For the assessment of the extent of periodontitis, teeth with PD < 4 mm were included based on the assessed CAL. These teeth represented previously treated sites if there was history of periodontal treatment according to a questionnaire. If patients stated that there had been no previous periodontal treatment, these teeth were considered healthy.
Probing depths were measured using a millimeter-scale periodontal probe (PCPUNC15, Hu-Friedy, Chicago, IL, USA) and six-point measurements (mesio-vestibular, vestibular, disto-vestibular, mesio-oral, oral, and disto-oral). Gingival recessions were determined using the same probe. For this purpose, the distance of the gingival margin to the enamel–cement interface was measured. From this, the CAL could be calculated by adding the probing depth and recession. If the enamel–cement interface was not accessible (e.g., due to a restoration), no value was recorded.
To calculate the interdental CAL, the mid-surface measurements of the teeth (oral and vestibular) were not considered. Instead, the calculation was performed using only the mesio-vestibular, disto-vestibular, mesio-oral, and disto-oral readings. During the examination, bleeding caused by probing was noted, and the BOP index was calculated by dividing the number of bleeding points by the total number of sites probed. The degree of tooth mobility was determined as 0–3 according to Lindhe for each tooth [34].
Microbiome samples of the gingival crevicular fluid were obtained. The highest value of each participant’s sulcus depth was used to define the deepest periodontal pockets. Additionally, a clinically healthy pocket was defined as a probing depth under 2 mm and negative BOP. The microbiome samples were taken from one sulcus each at both examination times.
To collect gingival crevicular fluid, sterile-packed paper tips (VDW, mtwo, absorbent paper tips, 29 mm) were inserted into the sulcus without pressure. They were left there for 5 s and then placed in a reaction tube. In case of visible contamination with blood, saliva, or pus, another sample was taken and labeled accordingly. This had to be performed a total of 4 times as 4 samples were likely contaminated with blood. All 4 samples were collected from the deepest measured pockets and taken at the second examination. Accordingly, additional sampling was performed in each case of pockets with a similar depth. The samples were immediately frozen at −80 °C.

2.3. Microbial Analysis

The samples were sequenced using 16S rRNA gene sequencing at the Institute of Molecular Biology (IKMB) at Kiel University. Automated DNA extraction was carried out first. The resulting solution containing the DNA was stored at −20 °C until further use.
The v1–v2 region of the bacterial 16S rRNA gene was then amplified using polymerase chain reaction (PCR). For each sulcus sample, one primer pair consisting of forward and reverse and a different combination of two barcodes, each consisting of eight bases, was used.
The primers were purchased from Metabion International AG (Planegg/Steinkirchen, Germany). This was followed by purification and normalization of the DNA concentration from the PCR products. Here, the SequalPrep Normalization Plate Kit (Thermo Fisher Scientific, Waltham, MA, USA) was used according to the manufacturer’s instructions. For efficient utilization of the MiSeq from Illumina and the corresponding MiSeq Reagent Kit v3 (2 × 300 bp, Ilumina, San Diego, CA, USA), samples were sequenced in one batch using pooling. Concentrations were measured using the Qubit Fluorometer (Thermo Fisher Scientific) and the Qubit dsDNA BR Assay Kit (Thermo Fisher Scientific) according to the manufacturer’s instructions. The sequences generated in this way were assigned to the respective samples if the barcode matched. Sequence segments complementary in both reading directions with an overlap of 250–300 bp were fused to generate longer reading segments.
Quality control was then performed using Q scores, a quality index of the MiSeq sequence data (FastQ format, Illumina).

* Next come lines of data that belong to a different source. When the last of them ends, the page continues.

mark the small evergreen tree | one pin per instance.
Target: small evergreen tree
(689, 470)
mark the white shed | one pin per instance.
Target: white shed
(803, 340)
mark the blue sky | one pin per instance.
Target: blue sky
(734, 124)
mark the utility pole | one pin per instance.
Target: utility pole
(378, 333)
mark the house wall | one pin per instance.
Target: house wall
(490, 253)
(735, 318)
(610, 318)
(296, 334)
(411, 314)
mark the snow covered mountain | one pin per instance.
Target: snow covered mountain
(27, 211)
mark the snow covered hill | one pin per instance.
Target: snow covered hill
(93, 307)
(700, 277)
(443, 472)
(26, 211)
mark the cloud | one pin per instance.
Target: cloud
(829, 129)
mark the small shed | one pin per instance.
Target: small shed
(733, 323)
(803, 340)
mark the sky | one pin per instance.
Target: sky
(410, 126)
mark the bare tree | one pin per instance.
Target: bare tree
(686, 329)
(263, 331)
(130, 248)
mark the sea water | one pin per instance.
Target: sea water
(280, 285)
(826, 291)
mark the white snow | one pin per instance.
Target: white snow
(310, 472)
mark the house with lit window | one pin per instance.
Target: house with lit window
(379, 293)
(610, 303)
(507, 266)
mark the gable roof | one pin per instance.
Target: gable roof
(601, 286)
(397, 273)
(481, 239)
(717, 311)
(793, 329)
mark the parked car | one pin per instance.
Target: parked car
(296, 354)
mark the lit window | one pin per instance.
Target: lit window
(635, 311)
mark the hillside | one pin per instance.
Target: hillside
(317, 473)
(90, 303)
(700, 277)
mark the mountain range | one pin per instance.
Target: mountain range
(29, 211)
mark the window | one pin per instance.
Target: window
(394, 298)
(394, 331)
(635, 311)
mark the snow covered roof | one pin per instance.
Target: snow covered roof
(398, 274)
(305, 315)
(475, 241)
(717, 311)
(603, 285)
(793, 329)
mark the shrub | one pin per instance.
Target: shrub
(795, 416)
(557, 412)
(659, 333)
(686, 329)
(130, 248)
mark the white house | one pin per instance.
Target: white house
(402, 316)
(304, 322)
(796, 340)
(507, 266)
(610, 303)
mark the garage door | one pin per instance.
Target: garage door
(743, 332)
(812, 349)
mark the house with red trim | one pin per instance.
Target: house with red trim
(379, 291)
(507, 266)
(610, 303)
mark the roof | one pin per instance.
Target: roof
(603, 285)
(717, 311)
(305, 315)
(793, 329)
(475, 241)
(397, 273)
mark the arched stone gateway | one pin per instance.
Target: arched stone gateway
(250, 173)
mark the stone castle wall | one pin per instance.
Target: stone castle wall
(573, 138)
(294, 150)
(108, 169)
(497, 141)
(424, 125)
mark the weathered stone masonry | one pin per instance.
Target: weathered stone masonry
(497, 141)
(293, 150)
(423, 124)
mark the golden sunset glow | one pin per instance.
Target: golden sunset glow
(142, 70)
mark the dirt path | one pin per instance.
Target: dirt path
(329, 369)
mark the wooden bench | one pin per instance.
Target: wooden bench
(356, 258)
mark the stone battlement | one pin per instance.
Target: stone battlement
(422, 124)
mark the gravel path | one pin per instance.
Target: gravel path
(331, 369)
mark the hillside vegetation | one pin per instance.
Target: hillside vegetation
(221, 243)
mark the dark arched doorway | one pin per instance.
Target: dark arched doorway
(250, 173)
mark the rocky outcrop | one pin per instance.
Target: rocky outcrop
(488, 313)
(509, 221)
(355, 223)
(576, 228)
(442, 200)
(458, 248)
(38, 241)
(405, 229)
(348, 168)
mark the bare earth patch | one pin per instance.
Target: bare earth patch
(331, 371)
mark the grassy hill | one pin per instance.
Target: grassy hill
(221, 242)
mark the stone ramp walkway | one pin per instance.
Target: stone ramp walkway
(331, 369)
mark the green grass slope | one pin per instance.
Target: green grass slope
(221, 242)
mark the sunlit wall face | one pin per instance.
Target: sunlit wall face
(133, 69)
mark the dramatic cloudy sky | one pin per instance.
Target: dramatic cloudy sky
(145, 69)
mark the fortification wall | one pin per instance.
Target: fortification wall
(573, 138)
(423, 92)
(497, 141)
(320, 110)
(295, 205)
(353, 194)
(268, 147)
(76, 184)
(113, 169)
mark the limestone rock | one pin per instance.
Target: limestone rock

Sequences with a Q score below 30 in more than 5% of nucleotides were discarded according to a 0.1% probability of incorrect base calling. Chimeric sequences, which could result from the fusion of several fragments, were also removed.
Finally, OTUs (operational taxonomic units) were formed from the sequence data. Sequences with a homology of more than 97% were combined into an OTU.
The data were normalized to 10,000 sequences per sample to counteract artificial inflation. The taxonomic data were classified using the “SINTAX” algorithm based on the “RDP training Set 16” of the Ribosomal Database Project (RDP) database [35]. The abundances of the respective bacteria were determined at five different taxonomic levels: phylum (phylum), class (class), order (order), family (family) and genus (genus).
The calculation and presentation of abundances was conducted at the phylum level. All further calculations were made at the highest available taxonomic level.

2.4. Statistical Analyses

Power and sample size were calculated with G*Power 3.1 [36,37]. R was used for statistical analyses and graphics [38]. Intraindividual α-diversities were calculated using the R packages VEGAN (https://cran.r-project.org/web/packages/vegan/index.html, access date 6 November 2020), ADE4 (https://cran.r-project.org/web/packages/ade4/index.html, access date 6 November 2020), and PHYLOSEQ (http://joey711.github.io/phyloseq/, access date 9 November 2020). The calculation was performed according to the distribution, which was tested using the Shapiro–Wilk test. A paired Student’s t-test was used when a normal distribution was present, and the Wilcoxon signed rank test was used when a normal distribution was not present.
Interindividual β-diversity was determined as follows. Data from the available operational taxonomic units (OTUs) were merged with clinical information, information from the questionnaires, and taxonomic data to form an R-object called PHYLOSEQ [39]. Further analyses were also performed using the MICROBIOME (http://microbiome.github.io/microbiome, access date 9 November 2020, VEGAN (https://cran.r-project.org/web/packages/vegan/index.html, access date 6 November 2020), and GGPLOT2 (https://cran.rstudio.com/web/packages/ggplot2/index.html, access date 10 November 2020) packages. A permutational multivariate analysis of variance (PermANOVA) was performed using the adonis2 function of the VEGAN package [40]. The number of permutations was set to 10,000. Values of p < 0.05 were considered statistically significant.

2.5. Ethics

The study was approved by the local ethics committee (AZ: A 156/03). Each proband gave informed consent before inclusion in the study.

3. Results

3.1. Study Characteristics

In total, 21 participants were included. Eight participants were lost to follow-up, including one participant who withdrew consent. A total of 13 study participants completed the follow-up and were analyzed. This included nine women (69.2%) and four men (30.8%). The median age was 48 years, and the median body mass index was 26.6 kg/m2. The median sulcus depths in the deepest measured pockets of the test participants were 4.5 (4.0–5.0) mm in the first examination and 4.0 (4.0–5.0) mm in the second examination. The median sulcus depth of the clinically healthy pocket from which the microbiome probes were obtained was 2.0 (1.0–2.0) mm both before the start of anti-cytokine therapy and 15 weeks after. Four subjects had more than one, namely, exactly two known chronic inflammatory diseases. All four of these subjects have rheumatoid arthritis, three of them also have psoriasis or psoriatic arthritis, and one subject has ulcerative colitis.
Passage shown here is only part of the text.